For longitudinal analyses linear mixed-effects models were used to examine the relationship between VRS or WMHS, and continuous measures of cognition. Age at testing, sex, years of education, baseline cognitive test score and disease duration (PD group) were included covariates. Generalized estimating equations examined the relationship of VRS, WMHS and occurrence of MCI on follow-up.
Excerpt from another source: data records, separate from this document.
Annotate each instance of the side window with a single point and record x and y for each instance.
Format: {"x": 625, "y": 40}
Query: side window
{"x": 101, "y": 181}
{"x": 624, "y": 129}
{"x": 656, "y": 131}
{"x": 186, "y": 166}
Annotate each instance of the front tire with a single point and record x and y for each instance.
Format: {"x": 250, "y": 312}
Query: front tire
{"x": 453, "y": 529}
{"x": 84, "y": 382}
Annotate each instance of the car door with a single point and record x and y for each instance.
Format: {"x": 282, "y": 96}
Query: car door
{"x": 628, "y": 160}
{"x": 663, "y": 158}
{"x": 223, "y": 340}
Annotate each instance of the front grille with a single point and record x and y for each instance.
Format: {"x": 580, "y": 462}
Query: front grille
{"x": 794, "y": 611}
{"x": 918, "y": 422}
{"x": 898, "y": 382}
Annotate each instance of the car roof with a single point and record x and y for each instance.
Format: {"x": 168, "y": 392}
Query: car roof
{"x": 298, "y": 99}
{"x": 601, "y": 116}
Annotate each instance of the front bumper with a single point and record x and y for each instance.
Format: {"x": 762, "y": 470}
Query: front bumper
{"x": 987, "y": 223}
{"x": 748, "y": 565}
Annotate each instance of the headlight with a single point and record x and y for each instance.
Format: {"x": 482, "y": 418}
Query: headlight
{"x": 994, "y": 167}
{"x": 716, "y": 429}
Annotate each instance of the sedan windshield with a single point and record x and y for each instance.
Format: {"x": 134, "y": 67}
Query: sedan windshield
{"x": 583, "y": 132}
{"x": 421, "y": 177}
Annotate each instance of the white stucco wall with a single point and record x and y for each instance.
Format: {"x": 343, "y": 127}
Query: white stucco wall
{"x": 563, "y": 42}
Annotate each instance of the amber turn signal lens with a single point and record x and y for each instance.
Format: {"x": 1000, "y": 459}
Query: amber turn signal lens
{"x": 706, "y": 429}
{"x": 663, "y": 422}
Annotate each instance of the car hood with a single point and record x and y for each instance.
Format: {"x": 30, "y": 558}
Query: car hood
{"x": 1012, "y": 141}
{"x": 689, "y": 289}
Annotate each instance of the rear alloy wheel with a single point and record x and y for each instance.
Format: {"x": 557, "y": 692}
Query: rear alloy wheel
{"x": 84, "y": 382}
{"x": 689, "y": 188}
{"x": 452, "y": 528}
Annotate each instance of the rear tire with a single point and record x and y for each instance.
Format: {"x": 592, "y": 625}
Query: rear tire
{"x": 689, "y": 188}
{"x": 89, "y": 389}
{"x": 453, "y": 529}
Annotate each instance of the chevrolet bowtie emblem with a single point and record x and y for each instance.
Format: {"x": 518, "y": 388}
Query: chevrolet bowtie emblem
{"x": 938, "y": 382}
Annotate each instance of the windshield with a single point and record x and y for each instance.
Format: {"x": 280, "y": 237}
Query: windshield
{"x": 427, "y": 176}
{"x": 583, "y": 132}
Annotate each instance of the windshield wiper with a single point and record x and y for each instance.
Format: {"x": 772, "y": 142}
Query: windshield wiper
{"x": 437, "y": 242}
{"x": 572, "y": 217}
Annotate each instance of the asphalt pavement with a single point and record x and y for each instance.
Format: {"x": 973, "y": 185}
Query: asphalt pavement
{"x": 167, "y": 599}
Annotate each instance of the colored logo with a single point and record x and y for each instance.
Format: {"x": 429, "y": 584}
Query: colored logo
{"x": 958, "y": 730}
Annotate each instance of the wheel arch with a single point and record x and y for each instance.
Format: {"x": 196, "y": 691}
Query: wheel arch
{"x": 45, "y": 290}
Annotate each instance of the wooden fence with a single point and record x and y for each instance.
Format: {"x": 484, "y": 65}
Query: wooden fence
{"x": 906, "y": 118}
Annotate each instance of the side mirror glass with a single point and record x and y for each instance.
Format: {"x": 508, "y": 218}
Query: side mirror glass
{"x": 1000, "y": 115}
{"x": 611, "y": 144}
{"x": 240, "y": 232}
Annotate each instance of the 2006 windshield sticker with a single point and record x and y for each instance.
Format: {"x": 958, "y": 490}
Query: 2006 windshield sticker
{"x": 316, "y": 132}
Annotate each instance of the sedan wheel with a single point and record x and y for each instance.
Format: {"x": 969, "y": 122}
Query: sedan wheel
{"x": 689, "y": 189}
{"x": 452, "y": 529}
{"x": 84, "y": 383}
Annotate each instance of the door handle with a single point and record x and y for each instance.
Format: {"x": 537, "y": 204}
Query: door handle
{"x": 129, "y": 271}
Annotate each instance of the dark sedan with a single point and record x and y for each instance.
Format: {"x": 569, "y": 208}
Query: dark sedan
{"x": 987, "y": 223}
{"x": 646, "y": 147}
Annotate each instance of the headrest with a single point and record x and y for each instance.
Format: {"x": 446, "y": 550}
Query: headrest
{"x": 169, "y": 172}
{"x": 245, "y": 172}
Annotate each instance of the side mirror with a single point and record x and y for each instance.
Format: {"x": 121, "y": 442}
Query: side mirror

Statistical significance was set at p<0.05. Analyses were conducted with Stata-13(Stata Corp,Tx).

Results

Modifiable Vascular Risk Factors and WMH in the PD vs Healthy Control Group

Table 2 shows baseline demographics, VRFs, and mean values of WMHS (root-transformed) in the PD and HC groups. There were no significant differences in demographics or VRFs. In both groups, regional WMHS were highest in frontal regions. There were no significant differences in global or regional WMHS in the PD vs. HC groups. Frequency maps of segmented WMH for the PD group are shown in figure 1.

Table 2.

Baseline demographics, modifiable vascular risk factor prevalence, and white matter hyperintensity scores (root-transformed) in PD and HC group. VRS=Vascular Risk Score. WM=White Matter.

PD group
n=141
HC group
n=63
p-value
Demographic Characteristics
Mean age in years (SD) 61.23 (9.86) 61.4 (12.42) 0.915
Mean age at diagnosis in years (SD) 59.70 (13.31) n/a n/a
Mean disease duration in years (SD) 0.57 (0.49) n/a n/a
Sex (M: F) (n, %) 92 (65.24):49 (34.75) 36 (57.14):27 (42.86) 0.269
Non-Hispanic:Hispanic 138 (97.87):2 (1.42) 63 (100%):0 0.477
Race (self-reported; white: non-white or not reported) 134 (95.04):7 (4.96) 62 (98.41):1 (1.59) 0.496
Mean years of education (SD) 15.88 (2.89) 16.63 (2.71) 0.079
Vascular Risk Factors
Diabetes, self-reported Y: N (n, %) 9 (6.4):132 (93.62) 3 (4.76):60 (85.24) 0.649
Hypertension, self-reported Y: N (n, %) 40 (28.37):101 (71.63) 17 (26.98):46 (73.02) 0.839
Mean body mass index (kg/m2) (SD) 27.16 (4.65) 26.66 (4.62) 0.476
Mean VRS (SD) 12.21 (4.60) 12.02 (5.13) 0.786
White Matter Hyperintensity Scores (root-transformed)
Mean Total brain (SD, range) 10.18 (5.06; 0-33.67) 11.12 (6.51; 0-32.20) 0.962
Mean Total WM (SD, range) 10.67 (5.26; 0-34.17) 10.71 (6.36; 0-31.79) 0.984
Mean Frontal WM (SD, range) 7.40 (7.05; 0-24.5) 7.21 (4.19; 0-17.90) 0.502
Mean Temporal WM (SD, range) 3.81 (4.06; 0-22.81 4.43 (2.57; 0-24.24) 0.826
Mean Parietal WM (SD, range) 3.91 (3.60; 0-20.93) 4.65 (4.91 ;0- 22.82) 0.688
Mean Occipital WM (SD, range) 6.12 (3.39; 0-14.48 6.34 (3.81;0-15.93) 0.939

Figure 1.

Figure 1.

Frequency map of white matter hyperintensities sin Parkinson’s disease patients quantitated from FLAIR MRI volumes.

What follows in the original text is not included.